1 is a block diagram showing a configuration of a fuel cell system according to an embodiment of the present invention. (A) is a figure for demonstrating the time of self-sustained starting of the fuel cell system of FIG. 1, (b) is another figure explaining the time of self-sustained starting of the fuel cell system of FIG.

  Hereinafter, preferred embodiments of the present invention will be described in detail with reference to the drawings. In the following description, the same or equivalent elements will be denoted by the same reference numerals, and redundant description will be omitted.

  FIG. 1 is a block diagram showing the configuration of the fuel cell system according to the embodiment. As shown in FIG. 1, the fuel cell system 1 is used as, for example, a household power supply source, and includes a system body 2 and a hot water tank 3. The system main body 2 includes a raw material supply device 10, a fuel processor system (FPS: hydrogen production device) 20, a fuel supply device 30, an oxygen-containing gas supply device 40, a fuel cell (stack) 50, a system control unit 60, a power conditioning system ( PCS) 70, cathode gas supply device 80 and surplus power heater 90.

  The raw material supply apparatus 10 is for supplying the raw material (raw fuel) processed in FPS20. Examples of the raw material include compounds containing carbon and hydrogen (for example, hydrocarbons such as methane and propane, alcohols such as methanol and ethanol, and ethers such as dimethyl ether). Among these, from the viewpoint of easy availability, methanol, ethanol, dimethyl ether, methane, natural gas, city gas, LPG (liquefied petroleum gas), gasoline, naphtha, kerosene, light oil, etc. are preferable, and particularly excellent in handleability. Kerosene is more preferred.

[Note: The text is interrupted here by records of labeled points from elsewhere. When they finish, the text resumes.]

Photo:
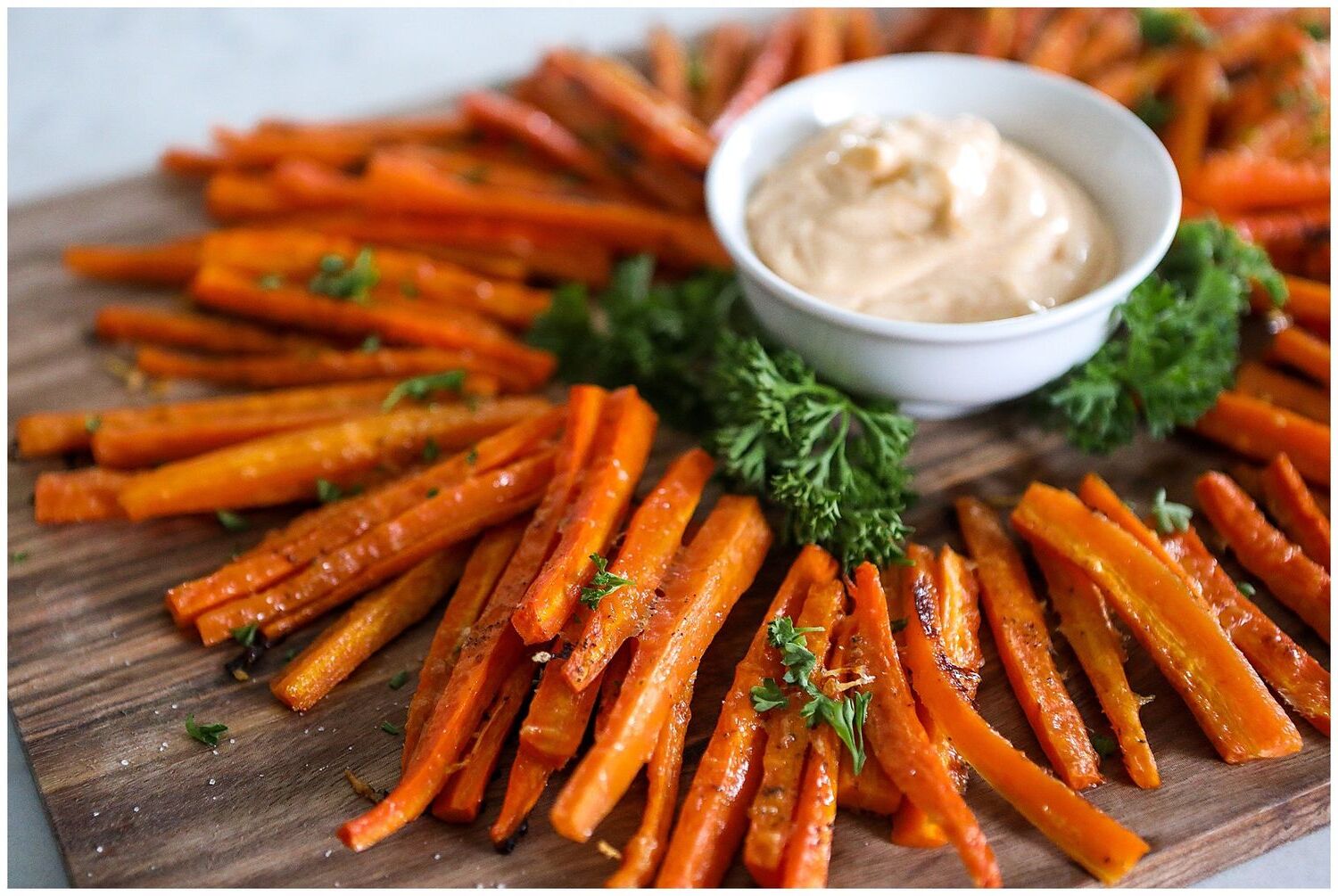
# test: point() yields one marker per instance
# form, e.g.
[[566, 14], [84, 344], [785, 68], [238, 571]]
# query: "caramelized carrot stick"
[[714, 570], [899, 740], [1017, 621], [644, 852], [714, 810], [492, 647], [650, 542], [1088, 836], [1260, 431], [1294, 674], [460, 799], [369, 625], [479, 575], [623, 447], [1086, 625], [1226, 697], [1297, 580], [1294, 507]]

  FPS20 processes the raw material supplied from the raw material supply apparatus 10, and produces | generates hydrogen containing gas. The FPS 20 here includes a reforming unit 21, a shift unit 22, a selective oxidation unit 23, an electric heater 24, and a heat exchanger 25.

  The reforming unit 21 is a part that reforms a raw material supplied from the raw material supply apparatus 10 using a reforming catalyst to generate a reformed gas that is a hydrogen-containing gas. The reforming catalyst includes a carrier and a metal supported on the carrier. Examples of the constituent material of the carrier include aluminum oxide (alumina) and zirconium dioxide (zirconia). Examples of the supported metal include nickel, ruthenium, rhodium, iridium, palladium, platinum, rhenium, and cobalt. Examples of the reforming method include steam reforming and self heat exchange reforming.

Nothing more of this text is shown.